Regression Model :monthly volume forecast model is not satisfied

Joey666 · March 1, 2024, 1:14pm

Hi Team,
I am trying to do monthly volume forecast by customer with kind of regression models by using historical monthly vol (2022-07 ~ 2023.12). The model test and predict result is: R^2 is 0.8-0.9 but MAPE is always 0.56-0.9. However, when i implemented the trained model with new data (2024-01), the predicted volume vs 2024-01 actual volume has quite huge gap, which is not acceptable.

I have preprocessed my historical data to get customer monthly volume, past one month, past 2 month, past 3 month till past 6 month vol, also get past 1 year vol. Besides, i sum holiday# per month as an impacted feature

I am not sure where i can improve and how i can improve my model. Can anyone have such experience to improve my model accuracy.

Here is my KNIME flow (trained data).

Train ML Model.knwf (137.3 KB)

mlauber71 · March 1, 2024, 2:43pm

@Joey666 you sample workflow does not contain any data.
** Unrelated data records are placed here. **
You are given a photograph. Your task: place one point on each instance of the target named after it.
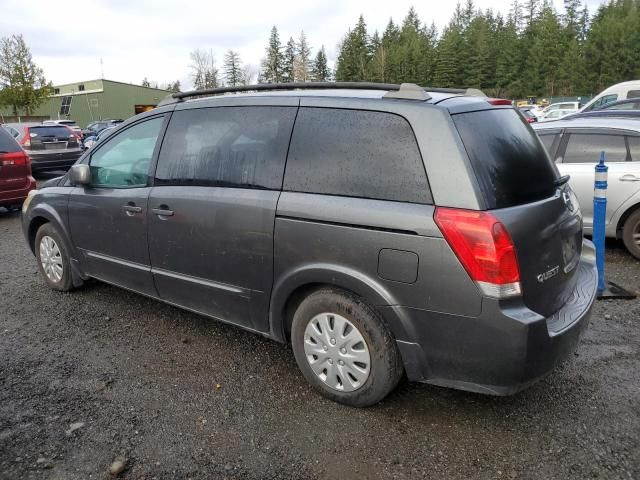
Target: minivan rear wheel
(343, 348)
(53, 258)
(631, 234)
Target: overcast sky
(153, 38)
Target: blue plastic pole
(599, 217)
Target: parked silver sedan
(575, 145)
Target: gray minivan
(383, 230)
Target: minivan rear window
(49, 131)
(509, 161)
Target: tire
(632, 227)
(341, 369)
(51, 249)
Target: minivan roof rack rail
(405, 90)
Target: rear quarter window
(549, 140)
(7, 142)
(509, 161)
(356, 153)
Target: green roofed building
(92, 100)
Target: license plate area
(55, 145)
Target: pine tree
(354, 56)
(303, 57)
(22, 83)
(272, 66)
(233, 72)
(446, 72)
(204, 72)
(531, 9)
(386, 60)
(320, 71)
(545, 54)
(611, 49)
(288, 61)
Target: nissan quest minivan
(382, 230)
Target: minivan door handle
(629, 178)
(162, 211)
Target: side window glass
(634, 148)
(603, 101)
(549, 141)
(123, 161)
(585, 148)
(356, 153)
(227, 147)
(623, 106)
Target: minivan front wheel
(53, 260)
(343, 349)
(631, 234)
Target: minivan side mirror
(80, 174)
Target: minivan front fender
(292, 287)
(620, 215)
(51, 208)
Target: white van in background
(620, 91)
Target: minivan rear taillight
(485, 249)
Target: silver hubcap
(51, 259)
(636, 234)
(337, 352)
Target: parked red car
(16, 180)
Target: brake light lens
(499, 101)
(485, 249)
(14, 158)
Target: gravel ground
(102, 373)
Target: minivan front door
(212, 210)
(108, 218)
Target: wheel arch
(43, 214)
(34, 225)
(291, 289)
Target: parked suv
(50, 147)
(382, 230)
(15, 172)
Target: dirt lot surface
(102, 373)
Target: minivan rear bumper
(505, 349)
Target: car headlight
(25, 205)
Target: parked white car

Maybe you can save it again with the data in a /data/ subfolder or when saving it uncheck the Reset option:

mlauber71 · March 1, 2024, 2:48pm

@Joey666 concerning regression Machine Learning tasks. I can offer this collection of nodes to compare models

Joey666 · March 2, 2024, 5:02am

Thanks a lot for your guidance ! I have reexported the workflow without reset. But when i am going to upload here, it is saying the flow is over it’s max size (4M), anything i can do to successfully upload to community?
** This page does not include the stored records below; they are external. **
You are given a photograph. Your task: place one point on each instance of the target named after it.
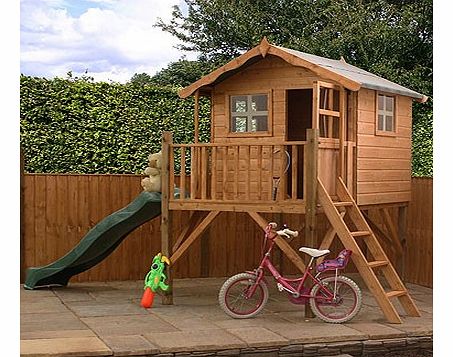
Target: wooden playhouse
(296, 133)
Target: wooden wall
(269, 74)
(60, 209)
(383, 162)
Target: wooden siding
(270, 75)
(60, 209)
(383, 162)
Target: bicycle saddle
(315, 253)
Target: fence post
(167, 140)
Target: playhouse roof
(351, 77)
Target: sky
(110, 40)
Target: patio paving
(105, 318)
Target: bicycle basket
(339, 262)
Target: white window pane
(380, 102)
(380, 122)
(259, 123)
(239, 124)
(239, 104)
(389, 123)
(259, 102)
(389, 104)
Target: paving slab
(103, 308)
(50, 322)
(206, 340)
(127, 325)
(43, 305)
(43, 334)
(130, 345)
(77, 346)
(258, 336)
(109, 319)
(311, 332)
(376, 331)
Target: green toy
(155, 279)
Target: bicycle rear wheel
(344, 307)
(233, 296)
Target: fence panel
(59, 210)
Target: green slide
(98, 243)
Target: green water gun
(154, 280)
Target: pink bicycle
(333, 298)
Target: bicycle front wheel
(347, 302)
(233, 296)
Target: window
(385, 113)
(249, 113)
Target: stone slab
(130, 345)
(205, 340)
(127, 325)
(31, 335)
(376, 331)
(102, 308)
(79, 346)
(315, 332)
(50, 322)
(258, 336)
(43, 305)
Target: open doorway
(299, 104)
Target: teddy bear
(153, 183)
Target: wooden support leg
(402, 234)
(194, 235)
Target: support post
(167, 140)
(402, 234)
(196, 116)
(311, 182)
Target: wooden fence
(58, 210)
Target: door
(329, 118)
(298, 119)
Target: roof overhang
(348, 76)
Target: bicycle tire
(348, 292)
(232, 292)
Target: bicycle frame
(285, 283)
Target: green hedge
(79, 126)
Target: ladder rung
(378, 263)
(360, 233)
(396, 293)
(342, 204)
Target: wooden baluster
(259, 157)
(214, 172)
(294, 162)
(247, 172)
(182, 175)
(236, 172)
(204, 173)
(282, 174)
(271, 172)
(171, 160)
(225, 173)
(193, 173)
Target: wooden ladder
(346, 207)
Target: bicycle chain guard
(301, 300)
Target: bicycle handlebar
(287, 233)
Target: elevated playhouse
(292, 133)
(296, 133)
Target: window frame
(229, 113)
(378, 111)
Joey666 · March 2, 2024, 5:16am

Thanks for sharing this. i have question how i can save this workflow to my local space？ when i drag to my local workspace, seems the flow is not shown there still.

Also, regarding the partitioning, it is a must to use partitioning to split data to train& test data set in a ML model? can i use row splitter node to split test/train data if i have to choose some specific data as a test data (actually i managed to split exact same data with Row Splitter and Partitioning, but the scorer shows very strange result if i use row splitter to split data)

rfeigel · March 2, 2024, 4:44pm

To download a workflow from the Hub, click the link above and then the download button.

The downloaded file is knfw file (KNIME “zip” file.) You’ll need to install it.

Joey666 · March 4, 2024, 3:52am

Thanks a lot for your guidance！

Joey666 · March 4, 2024, 11:13am

Thanks for your guidance on downloading workflow. I have question about Data split for test and train data below. Could you pls help me ? Thanks so much

Also, regarding the partitioning, it is a must to use partitioning to split data to train& test data set in a ML model? can i use row splitter node to split test/train data if i have to choose some specific data as a test data (actually i managed to split exact same data with Row Splitter and Partitioning, but the scorer shows very strange result if i use row splitter to split data)
[/quote]

rfeigel · March 4, 2024, 3:45pm

I don’t know anything about your dataset, i.e. how balanced it is. I would recommend that you use the Partitioning node. Using the row splitter can result in unintended “data drift.” If your data is very unbalanced check out resources such as SMOTE to manage it.

mlauber71 · March 4, 2024, 4:00pm

You can use the KNIME Hub. Or you could see if the data as a KNIME .table would be smaller.

system · June 2, 2024, 4:00pm

This topic was automatically closed 90 days after the last reply. New replies are no longer allowed.